Have you ever had a parent cry when they see the little girl in the white dress and veil?

“Oh yes. Not just for the girls, though. We get a few tears for the boys too.”

Alison talks me through the process.

“When the girl comes in, we roughly guess her dress size. She picks out everything she likes. We must all wear gloves. The more she tries on the more she knows. It does take time so you need time. Sometimes we suggest dresses, sometimes we don’t have to. We do one style of dress per school. We stock a huge range of styles, including  Linzi Jay and Little People, so we have something to suit everyone. At times, we have to come around the girls, they can be shy at the start but at the end they are very vocal. The boys usually know exactly what they want and they will tell you out straight. With a girl, you just know by the look on her face when she comes out. You’ll see her beaming. The stories people share are great, different generations, all with different experiences.”

Has the internet made a difference to business?

“Not really. There’s a huge gamble buying online because the outfit needs to be fitted and it’s such a big occasion. People know they are better off coming into the shop.”

What does an average Communion outfit cost today?

“About 195 euro for a dress, excluding bag and tights and around 149 euro for a 3 piece suit.”

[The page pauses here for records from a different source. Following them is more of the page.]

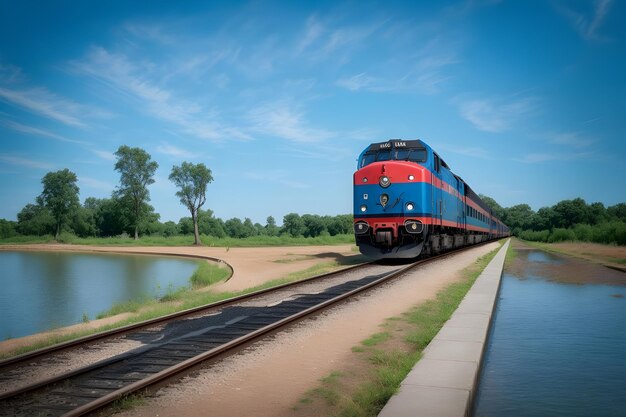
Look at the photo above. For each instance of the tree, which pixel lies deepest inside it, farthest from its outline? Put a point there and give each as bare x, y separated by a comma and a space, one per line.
270, 228
313, 225
496, 208
136, 171
571, 212
293, 224
234, 228
208, 224
35, 219
192, 180
7, 228
60, 196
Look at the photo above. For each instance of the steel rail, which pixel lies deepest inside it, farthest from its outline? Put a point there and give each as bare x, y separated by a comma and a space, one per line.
176, 369
29, 356
225, 347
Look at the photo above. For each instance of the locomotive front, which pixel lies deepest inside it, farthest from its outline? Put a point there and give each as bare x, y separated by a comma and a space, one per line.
392, 198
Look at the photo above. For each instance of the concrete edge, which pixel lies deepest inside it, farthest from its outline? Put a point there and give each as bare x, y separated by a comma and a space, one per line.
443, 382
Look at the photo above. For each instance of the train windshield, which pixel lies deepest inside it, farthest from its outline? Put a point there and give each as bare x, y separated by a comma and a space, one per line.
417, 155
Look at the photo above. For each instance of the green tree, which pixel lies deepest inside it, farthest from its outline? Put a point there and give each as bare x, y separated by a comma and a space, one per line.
136, 171
208, 224
617, 212
313, 225
60, 196
234, 228
270, 227
84, 222
7, 228
35, 219
170, 229
192, 180
496, 208
293, 225
110, 215
571, 212
248, 228
518, 217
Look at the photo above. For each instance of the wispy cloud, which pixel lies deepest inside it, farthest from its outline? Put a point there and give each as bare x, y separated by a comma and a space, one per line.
496, 115
587, 23
44, 103
124, 76
572, 139
174, 151
277, 176
29, 130
535, 158
284, 121
423, 71
472, 152
106, 155
323, 40
24, 162
358, 82
94, 183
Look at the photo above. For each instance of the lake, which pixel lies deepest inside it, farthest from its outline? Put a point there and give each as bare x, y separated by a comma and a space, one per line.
557, 345
44, 290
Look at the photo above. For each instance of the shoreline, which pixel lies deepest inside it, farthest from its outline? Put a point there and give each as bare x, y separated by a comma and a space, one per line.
242, 262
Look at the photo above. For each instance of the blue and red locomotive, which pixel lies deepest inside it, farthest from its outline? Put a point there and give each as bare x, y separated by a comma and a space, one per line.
408, 202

I thank Alison, who has been very warm, friendly and generous with her time. The dresses are gorgeous and the suits are dashing. Any child getting their Communion Outfit here will look stunning on their special day. Quality and personality for your kids is what’s promised on the Mods & minis website. I’d have to agree. The clothes are beautiful, well-made and age-appropriate, and not a franchised movie character in sight; no logos emblazoned across anything; no questionable slogans. Just stylish, pretty outfits that allow the character of your child to shine. Plus, at Mods & minis, you get to experience your very own version of Say Yes To The Dress!